Application of metabolomics to the investigation of adaptive responses against stresses

Plants possess defense mechanisms against various stresses so they can adapt to unfavorable surroundings. Since the synthesis of specific metabolites is one of the most well-known defense reactions, the investigation of defense reactions with a metabolomics approach can help the holistic understanding of the strategies of plants against stresses. Sunlight is indispensable to all plants, except for several parasitic species, but ultra-violet (UV) light is a harmful element causing the oxidation of DNA and cellular components by the production of free radicals.

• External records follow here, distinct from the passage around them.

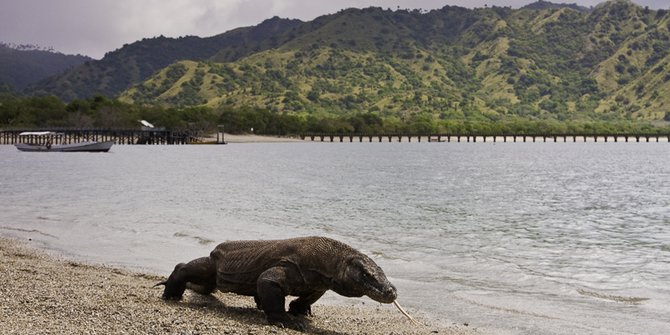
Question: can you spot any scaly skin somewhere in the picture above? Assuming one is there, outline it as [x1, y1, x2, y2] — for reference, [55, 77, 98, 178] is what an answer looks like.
[159, 237, 397, 330]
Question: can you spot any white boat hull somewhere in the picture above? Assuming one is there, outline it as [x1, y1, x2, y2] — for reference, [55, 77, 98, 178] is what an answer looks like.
[15, 141, 114, 152]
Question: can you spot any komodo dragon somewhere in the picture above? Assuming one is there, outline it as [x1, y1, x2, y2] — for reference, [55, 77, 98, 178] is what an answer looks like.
[157, 237, 413, 330]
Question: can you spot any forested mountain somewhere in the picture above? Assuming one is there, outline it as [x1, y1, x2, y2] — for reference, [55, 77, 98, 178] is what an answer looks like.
[29, 18, 301, 100]
[0, 43, 91, 91]
[22, 0, 670, 121]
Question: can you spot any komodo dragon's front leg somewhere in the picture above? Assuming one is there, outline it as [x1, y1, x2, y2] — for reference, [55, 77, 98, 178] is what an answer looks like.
[156, 257, 216, 300]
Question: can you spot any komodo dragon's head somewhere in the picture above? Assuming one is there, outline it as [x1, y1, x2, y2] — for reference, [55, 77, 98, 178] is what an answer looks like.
[333, 254, 398, 304]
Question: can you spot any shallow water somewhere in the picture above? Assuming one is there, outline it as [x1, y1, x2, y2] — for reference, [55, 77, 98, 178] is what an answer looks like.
[0, 143, 670, 334]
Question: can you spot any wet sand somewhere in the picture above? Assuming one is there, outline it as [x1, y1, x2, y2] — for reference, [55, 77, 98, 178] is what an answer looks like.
[0, 237, 479, 335]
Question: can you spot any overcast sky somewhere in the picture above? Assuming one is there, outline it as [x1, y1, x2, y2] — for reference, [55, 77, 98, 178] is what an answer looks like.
[0, 0, 670, 58]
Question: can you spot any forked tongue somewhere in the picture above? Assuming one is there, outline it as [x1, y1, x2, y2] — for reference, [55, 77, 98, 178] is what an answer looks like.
[393, 300, 419, 325]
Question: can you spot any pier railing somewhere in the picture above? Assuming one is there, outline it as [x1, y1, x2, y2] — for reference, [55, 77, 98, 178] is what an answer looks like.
[0, 128, 197, 144]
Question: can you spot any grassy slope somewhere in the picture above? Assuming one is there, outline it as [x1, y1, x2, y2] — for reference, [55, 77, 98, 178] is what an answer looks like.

Metabolome analysis of the UV-B response of wild-type Arabidopsis and mutants for flavonoid or sinapoyl malate revealed that the early metabolic responses only occurred at the level of primary metabolites, suggesting that these effectively prime the cell to facilitate the later production of UV-B-absorbing secondary metabolites, such as flavonoid and sinapoyl malate (Kusano et al. 2011c). In addition to abiotic stress, biotic stress is also a serious problem for plants. Ward and coworkers investigated the metabolic changes in Arabidopsis associated with the establishment of disease, and demonstrated clear differences in the metabolome of Arabidopsis leaves infected with virulent Pseudomonas syringae compared to uninfected leaves (Ward et al. 2010b). In addition to the confirmation of changes in phenolic and indolic compounds, they identified rapid alterations in the abundance of amino acids and other nitrogenous compounds, specific classes of glucosinolates, disaccharides, and molecules that influence the prevalence of reactive oxygen species. These reports suggest that comprehensive reprogramming of metabolic pathways is involved in the interaction of plants with stresses. Recently, many studies have examined the overall metabolic changes associated with biotic or abiotic stresses using metabolome analysis (Urano et al. 2009; Widodo et al. 2009; Chaouch et al. 2010; Consonni et al. 2010; Mhamdi et al. 2010; Simon et al. 2010).

The discovery of biomarkers is also important to understand the defense reaction of plants, and it could help to determine the disease condition at the metabolite level, leading to the development of new drugs, early disease screening, and improved pest control. Biomarker discovery by metabolomics has been actively performed in the field of human metabolomics (Soga et al. 2006; Jansson et al. 2009; Koulman et al. 2009; Sreekumar et al. 2009). In such kind of studies, the unambiguous identification or annotation of most of the metabolites is not necessarily required if the discovered biomarkers are truly useful for early disease screening. Thus, the power of the technologies used in metabolomics may directly play an effective role in this field since we still expend considerable time on processing the information derived from many unknown metabolites obtained by metabolome analysis.